Not only microtubules but also actin filaments can, in addition to their architectural role, mediate signalling. The work by Xu et al. (2013) was motivated to understand the cellular mechanism of cold-triggered male sterility in the wheat line BS366, a valuable tool for hybrid breeding. From a comparative transcriptome analysis, they identified actin as central factor. Since the role of actin in meiosis is far from understood, they investigated the role of actin in male meiosis. They describe that actin filaments are found in the meiotic spindle, a phenomenon that is unusual for mitotic divisions and only described for the brick1 mutant of maize (Panteris et al. 2009). They further discovered a lantern-shaped actin structure that seemed to be linked with the phragmoplast. In fact, this actin lantern became disorganised upon cold treatment which was followed by a failure in the organisation of the cell plate. A specific subpopulation of plant actin subtending the membrane controls membrane stability and fluidity (Hohenberger et al. 2011). The findings by Xu et al. (2013) indicate that, in reverse direction, actin can perceive and transduce changes in membrane fluidity into responses of subcellular organisation.

Centrioles: microtubule anchor and cellular memory

Centrioles are the major organiser for microtubules in many eukaryotic cells. Their evolutionary origin is closely linked with the basal body of eukaryotic flagella, illustrated by the loss of centrioles in seed plants where flagellate spermatozoids have been replaced by a pollen tube. When Haeckel is right and ontogeny recapitulates phylogeny, it should be possible to see the transition from centrioles into flagellar basal bodies during individual development. Model systems to study this developmental transition have been the gametangia of the brown alga Ectocarpus siliculosus. Motomura et al. (2013) follow flagellar development by high-performance TEM and electron tomography. They can visualise with high spatial and temporal resolution, how centrioles differentiate into basal bodies and attach with their distal basal plates to the plasma membrane. At the attachment site, the membrane forms a concave pocket into which vesicles and cytoplasm accumulate to drive the elongating flagella.

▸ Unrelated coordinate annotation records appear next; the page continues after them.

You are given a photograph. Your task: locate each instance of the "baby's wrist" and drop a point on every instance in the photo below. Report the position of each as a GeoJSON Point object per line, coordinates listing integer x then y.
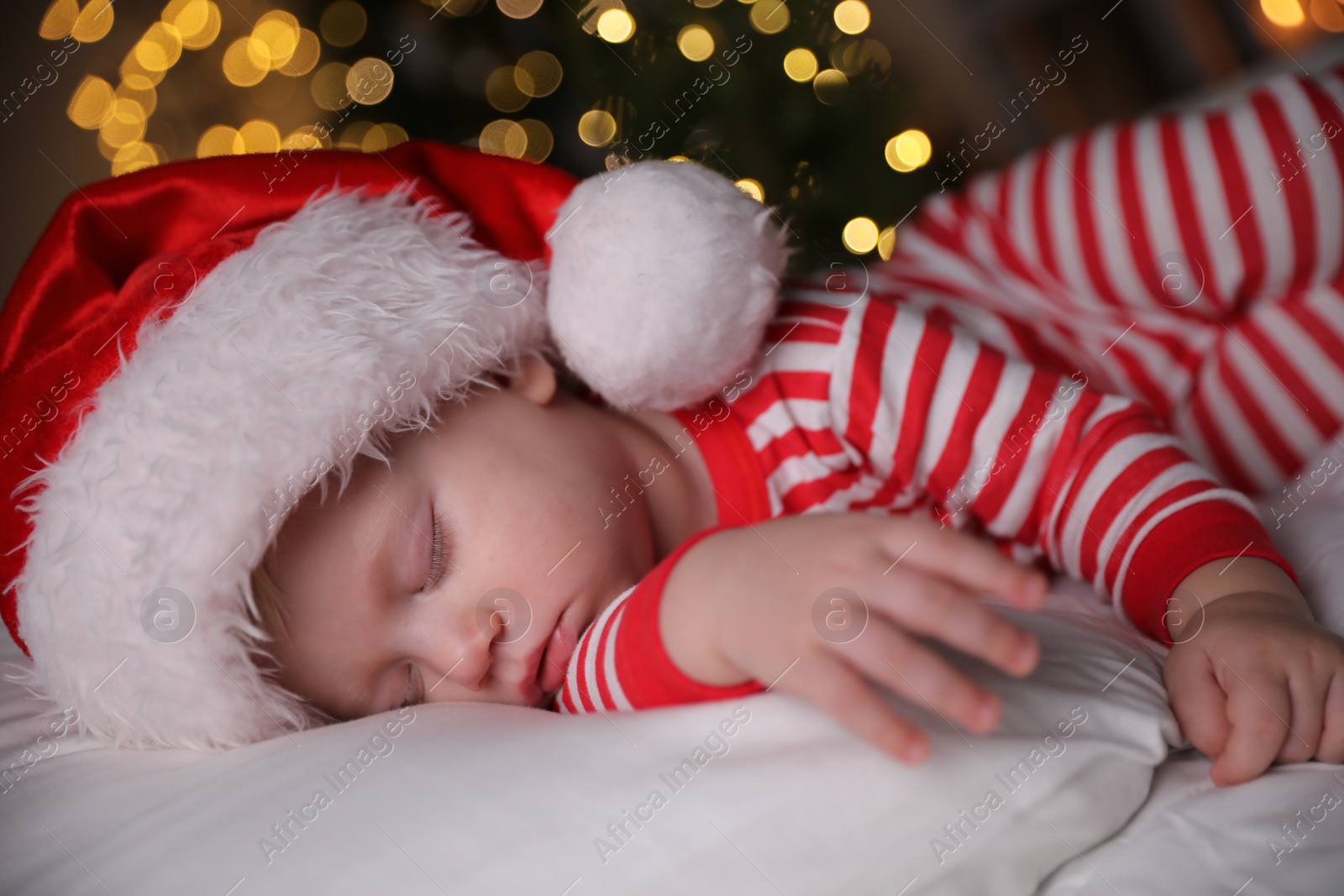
{"type": "Point", "coordinates": [1254, 579]}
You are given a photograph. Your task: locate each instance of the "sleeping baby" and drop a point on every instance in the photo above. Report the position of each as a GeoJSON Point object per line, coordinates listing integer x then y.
{"type": "Point", "coordinates": [855, 492]}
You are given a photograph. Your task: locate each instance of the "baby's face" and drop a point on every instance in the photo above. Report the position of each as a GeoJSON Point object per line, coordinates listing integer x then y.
{"type": "Point", "coordinates": [517, 479]}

Again, this architectural role of an organelle can be accompanied by a second function that is less specific and related to signalling. In our “New Ideas in Cell Biology” section of the current issue, Chichinadze (2013) reviews the spectacular finding that centrosomes contain specific RNA termed cnRNA. The search for nucleic acids in the centrosomes was motivated by the fact that the other three self-replicating organelles (nucleus, mitochondria and plastids) all contain DNA, and Margulis’ theory that centrosomes also derive from an endosymbiotic (probably Spirochete like) ancestor. The discovery of cnRNA was originally discussed as specific subcase of the general affinity of nucleic acids for microtubules, which is the base of a large number of mRNA transport phenomena during embryogenesis, for instance during the polarisation of the fruit fly zygote. A closer look on the identity of these cnRNA revealed, however, both specificity of these RNA species as well as novel functions (that are still under debate). The author links these findings to evidence for the role of centrosomes in cellular ageing, i.e. centrosomes (by virtue of the cnRNA stored in their interior) would provide something like a cellular clock that advances each time, when a cell divides resulting in a limited life span ensuring a kind of inbuilt “quality control” for division. Thus, centrioles would act as a kind of “cellular memory” storing and transmitting information—again a moonlighting function that occurs in the shadow of the explicit structural role they play for the organisation of microtubules (a function that, by the way, can be conveyed in many cell types by other “moonlighters” such as the nuclear envelope of higher plants).